MN - Modèles Numériques

Specific Advanced graphical MOdels for Genome-Wide Association Studies – SAMOGWAS

Submission summary

In the biomedical research field, high-throughput genotyping provides massive data (between a few hundred thousands to one or two millions genetic markers for each INDIVIDUAL observed). Downstream high-throughput genotyping, genome-wide association studies (GWASs) aim at identifying DNA variations responsible for genetic diseases, and have to cope with such vast amounts of data. Besides, these data, which consist in genetic markers called « SNPs », are complex since they are characterized by short and long-range dependences between variables, along the genome. These dependences are called linkage disequilibrium (LD). The connecting thread of this interdisciplinary project is the concept of graphical models used for the design of advanced algorithms dedicated to GWAS-purpose data mining. The project will explore strategies based on the use of Bayesian networks on the one hand and on specific random forests on the other hand. There exist indeed very few approaches attempting to model dependences between SNPs while addressing the scalability problem of GWASs.

Complexity and high-dimensionality advocate the use of specific Bayesian networks (BNs) to model the LD: a novel purpose-design type of BN will be defined and implemented, the forest of hierarchical latent class models (or F model).

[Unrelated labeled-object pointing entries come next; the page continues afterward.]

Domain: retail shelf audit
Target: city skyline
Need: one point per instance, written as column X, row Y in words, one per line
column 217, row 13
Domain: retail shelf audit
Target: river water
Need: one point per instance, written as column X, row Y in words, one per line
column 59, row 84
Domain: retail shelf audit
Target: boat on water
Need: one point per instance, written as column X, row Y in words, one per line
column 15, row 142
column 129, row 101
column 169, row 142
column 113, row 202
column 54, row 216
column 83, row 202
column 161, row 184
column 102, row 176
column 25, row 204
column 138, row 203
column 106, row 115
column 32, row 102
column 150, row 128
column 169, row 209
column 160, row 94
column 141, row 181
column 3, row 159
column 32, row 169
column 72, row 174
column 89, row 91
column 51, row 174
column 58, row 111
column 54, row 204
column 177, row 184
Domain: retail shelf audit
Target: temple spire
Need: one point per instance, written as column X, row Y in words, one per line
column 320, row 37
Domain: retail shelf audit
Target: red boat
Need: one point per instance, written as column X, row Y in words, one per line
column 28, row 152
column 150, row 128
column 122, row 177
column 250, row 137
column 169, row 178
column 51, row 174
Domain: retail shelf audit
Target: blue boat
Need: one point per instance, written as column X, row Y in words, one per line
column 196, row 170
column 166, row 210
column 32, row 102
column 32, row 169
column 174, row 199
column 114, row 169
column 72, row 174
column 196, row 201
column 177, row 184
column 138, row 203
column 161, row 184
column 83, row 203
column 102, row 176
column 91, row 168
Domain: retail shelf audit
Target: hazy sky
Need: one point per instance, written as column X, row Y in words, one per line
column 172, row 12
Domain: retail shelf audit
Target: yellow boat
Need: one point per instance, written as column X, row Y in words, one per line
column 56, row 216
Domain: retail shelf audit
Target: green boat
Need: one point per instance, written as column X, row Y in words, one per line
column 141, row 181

Such a model will reduce the data dimensionality through latent variables, thus allowing scalability. On top of this model, integration of supplementary data (transcriptomic data) and additional knowledge (from ontologies and from gene annotation databases) will allow cross-confirmation of putative associations between genetic factors and disease. In parallel with data integration combined with the use of an F model, the potentiality of specific random forests (or T models) combined with data integration will be investigated. Besides data integration, integration of models will be explored: an hybrid model obtained through the integration of F and T models will be proposed and evaluated. To evaluate the power of the model-based GWAS strategies and their integrative variants, an innovative method will be developed for the fast simulation of realistic datasets.

In summary, this project will design, implement and test advanced algorithms and strategies to propel progress in the field of GWASs. Modeling a complex natural system from massive data and scalability are two keywords of this project; in addition, the evaluation of the innovative GWAS strategies will require the fast generation of genome-wide simulated data. Simulation of massive data is therefore another dimension of the SAMOGWAS project. Finally, be it for speed increase or tractability purpose, this project will deploy intensive calculations on grids; any stage is likely to be concerned: modeling, use of model for a GWAS purpose, simulation of GWAS data, thorough evaluation of GWAS strategies.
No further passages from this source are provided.